Intervention de Cécile Cukierman

Réunion du 3 novembre 2015 à 15h00
Indépendance et impartialité des magistrats ; justice du xxie siècle — Discussion en procédure accélérée d'un projet de loi organique et d'un projet de loi dans les textes de la commission

Photo de Cécile CukiermanCécile Cukierman :

Monsieur le président, madame la garde des sceaux, mes chers collègues, extrêmement attendus par l’ensemble de la profession judiciaire, les deux textes soumis à notre examen sont issus de plusieurs missions de réflexion et d’un grand débat national sur la justice, qui ont abouti à 268 recommandations à la garde des sceaux et à plus de 2 000 contributions.

Au regard de cette large concertation et de l’ambition initiale affichée, je pense, mes chers collègues, que nous pouvons nous accorder à dire que le résultat n’est pas à la hauteur de nos espérances. Si vous me permettez cette expression utilisée par d’autres : la montagne a accouché d’une souris. Justice du XXI e siècle : trop peu, trop tard ?, tel sera l’intitulé du prochain colloque de l’Union syndicale des magistrats !

Pourtant, il existe un droit fondamental à réformer, celui du citoyen à saisir le juge et à en obtenir un jugement. Ce droit doit être garanti par l’État, dépositaire d’une organisation satisfaisante du service public de la justice auquel nous sommes attachés. Or c’est là que le bât blesse.

Un récent rapport du Sénat rappelle que, en 1991, déjà, la commission « Justice pénale et droits de l’homme » présidée par Mme Mireille Delmas-Marty observait que « le malaise actuel de la justice pénale tient moins à l’indifférence du législateur qu’à l’accumulation de réformes ponctuelles, partielles, ajoutant toujours de nouvelles formalités, de nouvelles règles techniques qui ne s’accompagnent ni des moyens matériels adéquats ni d’une réflexion d’ensemble sur la cohérence du système pénal. C’est ce rapiéçage, parfois même ce bégaiement législatif, qui paraît irréaliste et néfaste ».

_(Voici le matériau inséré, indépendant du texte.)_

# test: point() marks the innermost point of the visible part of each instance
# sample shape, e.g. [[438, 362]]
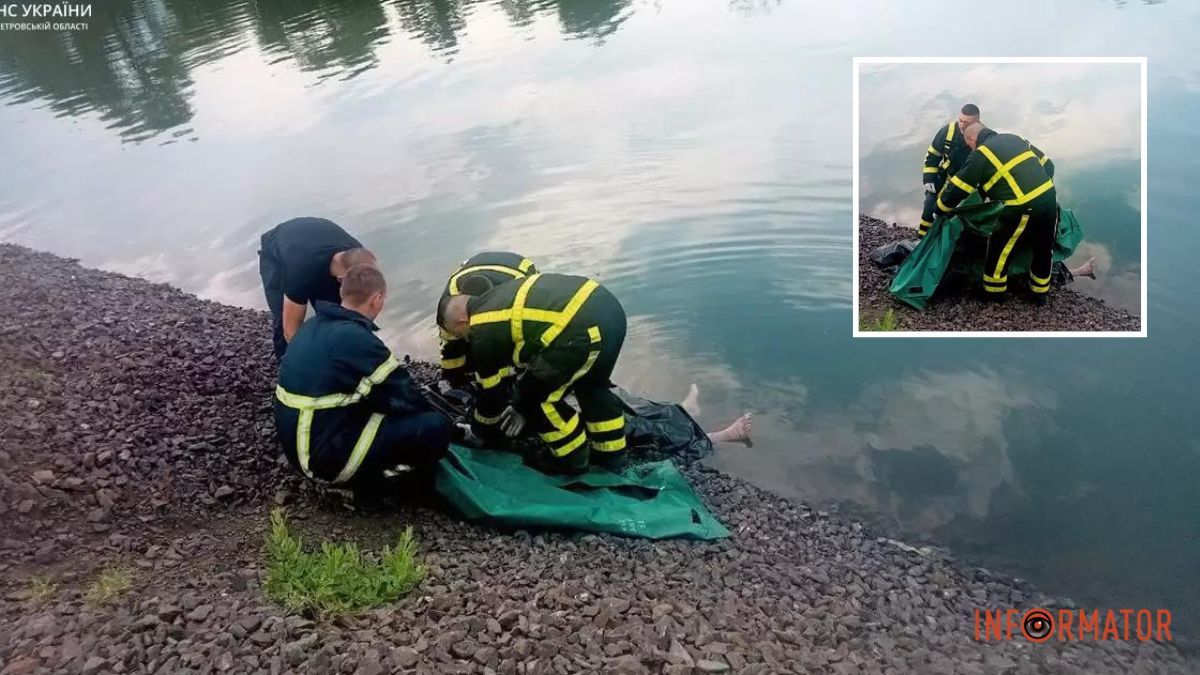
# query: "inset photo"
[[1000, 197]]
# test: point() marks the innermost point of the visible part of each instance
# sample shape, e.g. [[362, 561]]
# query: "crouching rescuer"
[[346, 410], [1007, 168], [532, 342], [475, 276]]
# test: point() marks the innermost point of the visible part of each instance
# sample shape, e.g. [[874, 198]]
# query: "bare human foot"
[[691, 401], [737, 432], [1086, 269]]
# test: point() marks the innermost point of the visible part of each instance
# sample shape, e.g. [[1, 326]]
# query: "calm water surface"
[[696, 157]]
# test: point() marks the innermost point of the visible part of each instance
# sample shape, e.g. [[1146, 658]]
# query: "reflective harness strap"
[[1008, 249], [516, 321], [310, 405]]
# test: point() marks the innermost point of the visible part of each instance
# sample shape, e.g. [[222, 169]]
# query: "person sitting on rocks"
[[303, 261], [346, 410]]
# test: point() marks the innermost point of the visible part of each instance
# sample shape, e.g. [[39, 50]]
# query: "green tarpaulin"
[[649, 500], [953, 245]]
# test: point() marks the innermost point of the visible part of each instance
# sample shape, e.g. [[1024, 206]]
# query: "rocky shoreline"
[[136, 430], [1065, 310]]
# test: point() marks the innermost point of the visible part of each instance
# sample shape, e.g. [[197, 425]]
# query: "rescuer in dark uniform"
[[301, 261], [947, 153], [475, 276], [1008, 168], [564, 334], [346, 410]]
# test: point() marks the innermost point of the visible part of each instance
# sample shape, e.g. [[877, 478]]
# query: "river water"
[[696, 157]]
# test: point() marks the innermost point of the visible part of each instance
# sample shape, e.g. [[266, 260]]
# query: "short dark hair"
[[442, 310], [360, 282], [358, 256], [474, 285]]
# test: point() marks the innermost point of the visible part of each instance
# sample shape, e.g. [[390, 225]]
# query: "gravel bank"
[[136, 430], [1065, 309]]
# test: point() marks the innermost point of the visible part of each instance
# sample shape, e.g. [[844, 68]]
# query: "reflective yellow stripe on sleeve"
[[570, 447], [493, 380], [606, 425], [609, 446], [361, 447]]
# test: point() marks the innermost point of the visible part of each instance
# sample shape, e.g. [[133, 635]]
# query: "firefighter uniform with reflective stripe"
[[495, 266], [565, 333], [946, 155], [346, 408], [1008, 168]]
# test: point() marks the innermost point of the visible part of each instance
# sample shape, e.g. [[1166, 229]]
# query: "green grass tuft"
[[337, 578], [42, 589], [112, 583], [886, 322]]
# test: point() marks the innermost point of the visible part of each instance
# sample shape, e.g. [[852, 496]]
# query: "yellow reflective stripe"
[[570, 447], [360, 448], [562, 430], [607, 425], [483, 419], [609, 446], [517, 321], [493, 380], [961, 184], [1026, 198], [569, 311], [466, 270], [495, 316], [1012, 242], [304, 438], [1003, 169], [557, 394], [310, 402]]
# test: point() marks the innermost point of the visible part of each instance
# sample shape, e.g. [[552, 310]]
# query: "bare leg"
[[691, 401], [1086, 269], [737, 432]]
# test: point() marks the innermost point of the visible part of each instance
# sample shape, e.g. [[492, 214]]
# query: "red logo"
[[1039, 625]]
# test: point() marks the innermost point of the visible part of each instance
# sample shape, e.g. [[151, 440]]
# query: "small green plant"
[[42, 587], [886, 322], [337, 578], [109, 585]]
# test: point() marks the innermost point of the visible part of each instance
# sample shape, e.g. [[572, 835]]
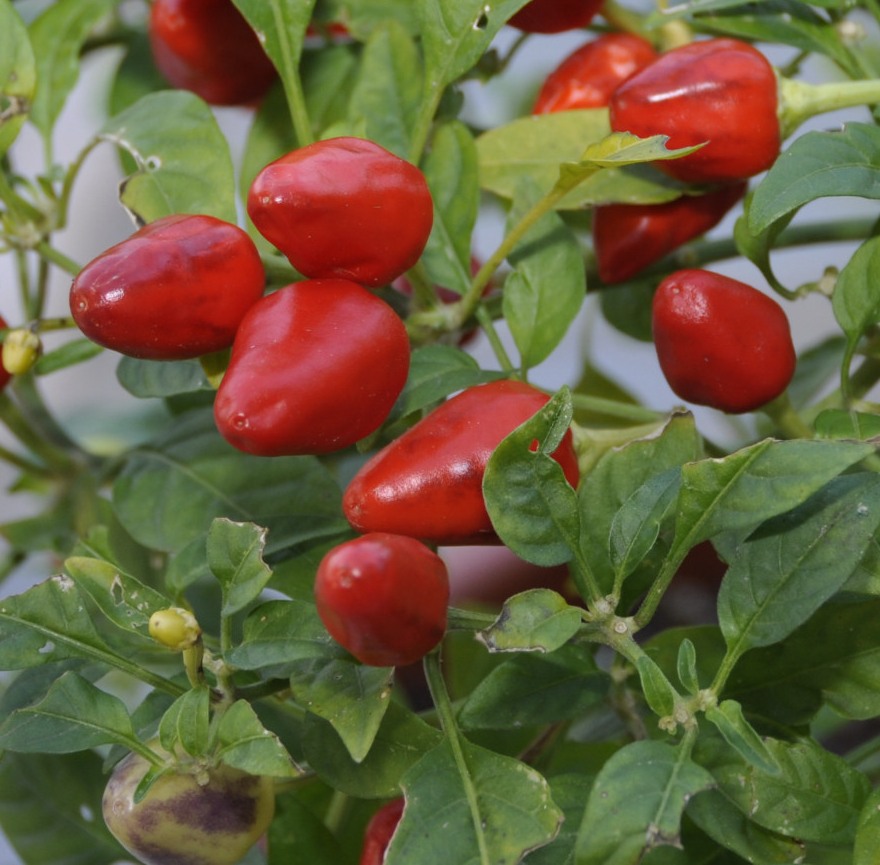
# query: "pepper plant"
[[176, 645]]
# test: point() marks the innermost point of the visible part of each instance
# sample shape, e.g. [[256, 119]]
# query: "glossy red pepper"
[[427, 483], [346, 208], [627, 238], [588, 76], [208, 47], [315, 367], [5, 375], [720, 91], [383, 597], [720, 342], [177, 288], [380, 830], [555, 16]]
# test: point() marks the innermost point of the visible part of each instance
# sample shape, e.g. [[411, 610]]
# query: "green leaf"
[[171, 490], [436, 371], [450, 168], [531, 505], [161, 378], [832, 660], [868, 832], [278, 634], [819, 165], [50, 809], [476, 801], [733, 830], [793, 564], [537, 620], [125, 601], [536, 147], [245, 744], [546, 288], [73, 716], [813, 795], [352, 697], [535, 689], [18, 75], [855, 302], [57, 37], [401, 741], [636, 526], [386, 97], [740, 491], [637, 802], [187, 723], [235, 557], [281, 27], [456, 33], [618, 475], [842, 424], [182, 156], [740, 735]]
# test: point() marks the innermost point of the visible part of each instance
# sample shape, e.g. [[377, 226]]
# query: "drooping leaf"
[[182, 157], [637, 802], [483, 802]]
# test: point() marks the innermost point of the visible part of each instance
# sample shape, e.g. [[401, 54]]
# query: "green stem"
[[799, 100], [440, 696]]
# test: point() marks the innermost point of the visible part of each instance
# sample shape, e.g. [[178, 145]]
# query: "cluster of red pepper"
[[317, 365]]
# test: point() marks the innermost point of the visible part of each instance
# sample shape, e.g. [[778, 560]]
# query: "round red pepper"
[[720, 91], [588, 76], [208, 47], [383, 597], [627, 238], [428, 482], [177, 288], [555, 16], [720, 342], [379, 831], [346, 208], [5, 375], [315, 366]]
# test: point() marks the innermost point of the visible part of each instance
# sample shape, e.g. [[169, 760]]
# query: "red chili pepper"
[[380, 830], [427, 483], [208, 47], [720, 91], [344, 208], [315, 367], [588, 76], [555, 16], [176, 288], [5, 375], [627, 238], [383, 597], [720, 342]]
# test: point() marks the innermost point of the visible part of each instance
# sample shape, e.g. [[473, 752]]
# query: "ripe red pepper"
[[208, 47], [5, 375], [383, 597], [344, 208], [555, 16], [720, 91], [428, 482], [315, 366], [588, 76], [627, 238], [720, 342], [176, 288], [379, 831]]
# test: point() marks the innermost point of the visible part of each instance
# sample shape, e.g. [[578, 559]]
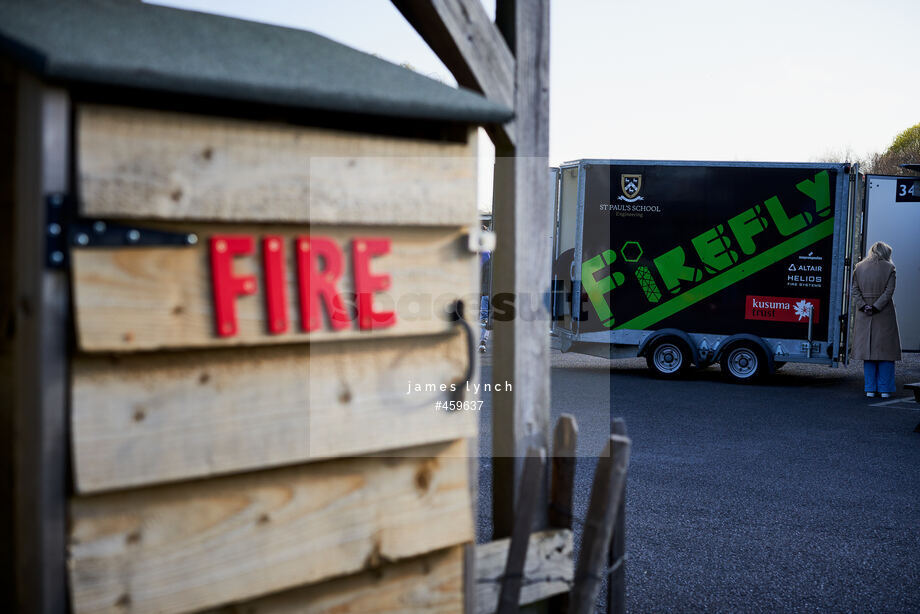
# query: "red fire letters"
[[362, 250], [315, 283], [225, 285]]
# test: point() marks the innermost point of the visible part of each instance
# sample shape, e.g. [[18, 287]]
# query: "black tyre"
[[743, 362], [668, 357]]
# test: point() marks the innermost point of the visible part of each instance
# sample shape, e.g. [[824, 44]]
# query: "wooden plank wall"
[[199, 544], [156, 164], [146, 419], [293, 472]]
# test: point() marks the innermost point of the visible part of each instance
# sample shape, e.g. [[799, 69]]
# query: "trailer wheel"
[[668, 357], [743, 362]]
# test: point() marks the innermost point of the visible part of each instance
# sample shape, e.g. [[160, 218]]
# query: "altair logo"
[[781, 309]]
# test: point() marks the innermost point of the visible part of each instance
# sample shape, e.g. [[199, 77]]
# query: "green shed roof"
[[136, 45]]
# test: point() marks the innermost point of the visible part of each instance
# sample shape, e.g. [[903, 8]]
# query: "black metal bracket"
[[455, 315], [66, 231]]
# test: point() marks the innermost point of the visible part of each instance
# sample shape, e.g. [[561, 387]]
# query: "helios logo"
[[781, 309]]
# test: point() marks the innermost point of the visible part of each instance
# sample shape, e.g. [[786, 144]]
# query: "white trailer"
[[893, 216]]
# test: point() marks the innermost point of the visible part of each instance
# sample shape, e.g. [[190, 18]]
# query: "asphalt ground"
[[796, 494]]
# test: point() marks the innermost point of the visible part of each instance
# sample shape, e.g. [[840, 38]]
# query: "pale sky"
[[777, 80]]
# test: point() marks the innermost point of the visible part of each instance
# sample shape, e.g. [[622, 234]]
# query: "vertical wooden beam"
[[523, 220], [41, 354], [509, 598], [562, 486], [595, 542], [462, 36]]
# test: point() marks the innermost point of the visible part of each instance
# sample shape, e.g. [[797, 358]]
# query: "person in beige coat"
[[875, 332]]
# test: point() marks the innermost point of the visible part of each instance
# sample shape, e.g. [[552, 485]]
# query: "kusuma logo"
[[781, 309]]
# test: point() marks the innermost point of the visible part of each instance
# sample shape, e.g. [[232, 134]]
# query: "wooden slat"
[[548, 569], [155, 164], [142, 419], [429, 584], [206, 543], [136, 298], [471, 47]]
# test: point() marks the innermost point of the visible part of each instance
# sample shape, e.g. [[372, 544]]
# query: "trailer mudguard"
[[670, 332]]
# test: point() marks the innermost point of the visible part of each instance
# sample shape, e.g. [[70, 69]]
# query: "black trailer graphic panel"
[[712, 249]]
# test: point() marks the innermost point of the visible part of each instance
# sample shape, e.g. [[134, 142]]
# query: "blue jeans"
[[879, 375]]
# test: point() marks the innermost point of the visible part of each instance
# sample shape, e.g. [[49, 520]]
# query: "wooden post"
[[40, 442], [521, 263], [562, 484], [509, 598], [595, 543], [616, 581]]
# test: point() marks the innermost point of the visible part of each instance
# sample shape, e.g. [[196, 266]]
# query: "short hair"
[[880, 251]]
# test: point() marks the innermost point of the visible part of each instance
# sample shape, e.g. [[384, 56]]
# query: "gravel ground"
[[796, 494]]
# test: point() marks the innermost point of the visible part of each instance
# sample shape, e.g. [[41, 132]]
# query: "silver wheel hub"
[[742, 362], [667, 358]]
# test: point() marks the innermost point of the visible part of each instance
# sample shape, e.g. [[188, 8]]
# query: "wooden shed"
[[228, 251]]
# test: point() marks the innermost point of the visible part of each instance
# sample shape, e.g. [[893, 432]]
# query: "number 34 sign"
[[319, 269], [907, 191]]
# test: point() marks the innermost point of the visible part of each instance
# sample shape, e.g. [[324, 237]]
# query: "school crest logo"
[[630, 184]]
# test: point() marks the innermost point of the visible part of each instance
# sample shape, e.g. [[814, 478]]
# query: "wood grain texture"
[[429, 584], [144, 419], [606, 492], [155, 164], [548, 569], [509, 597], [463, 36], [522, 262], [142, 298], [203, 544]]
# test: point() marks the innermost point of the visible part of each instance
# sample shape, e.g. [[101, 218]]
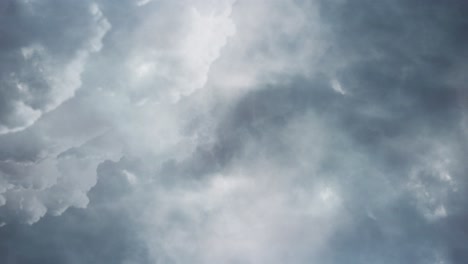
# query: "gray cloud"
[[248, 132]]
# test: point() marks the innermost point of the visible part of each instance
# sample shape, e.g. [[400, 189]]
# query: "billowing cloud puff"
[[44, 48], [234, 132]]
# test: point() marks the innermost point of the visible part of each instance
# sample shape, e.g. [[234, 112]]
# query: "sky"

Las, cette observation conserve toute son acuité et peut être transposée au service public de la justice dans son ensemble. Les mots sont durs, mais ils sont le reflet des attentes de la profession et des justiciables. Le projet de loi n’a-t-il pas pour ambition d’apporter des réponses satisfaisantes en matière de justice pour les quatre-vingt-cinq prochaines années ? Certes, comme l’a souligné le rapporteur Yves Détraigne, nous ne doutons pas qu’il y aura bien évidemment d’autres réformes dans les prochaines années. Mais l’idée était bien ici de jeter les bases d’une véritable réforme pour le siècle.

Il va sans dire que nous en sommes loin, avec un texte ne prévoyant substantiellement que des dispositions concernant la généralisation de l’action de groupe et quelques ajustements en matière d’organisation judiciaire. En cela, nous ne pouvons que souscrire à la volonté du rapporteur de modifier le titre du projet de loi, en le ramenant à la réalité de son contenu.

En outre, madame la garde des sceaux, nous sommes toujours dans l’attente d’une réforme pénale et de l’administration pénitentiaire, ainsi que de la réforme prévue de la protection judiciaire des mineurs. Si des annonces ont été faites, le calendrier ne nous laisse augurer rien de bon quant à la concrétisation définitive du dispositif. Attendons-nous que la droite finisse de mettre en œuvre la politique sarkozyste aberrante en la matière ? §Nous en avons encore eu la parfaite illustration ce matin, avec l’annonce visant à faire comparaître les plus de seize ans en comparution immédiate à l’issue de la garde à vue !

Ceux qui partagent les valeurs du progrès doivent avoir le courage de réaffirmer que la prison n’est pas la seule solution.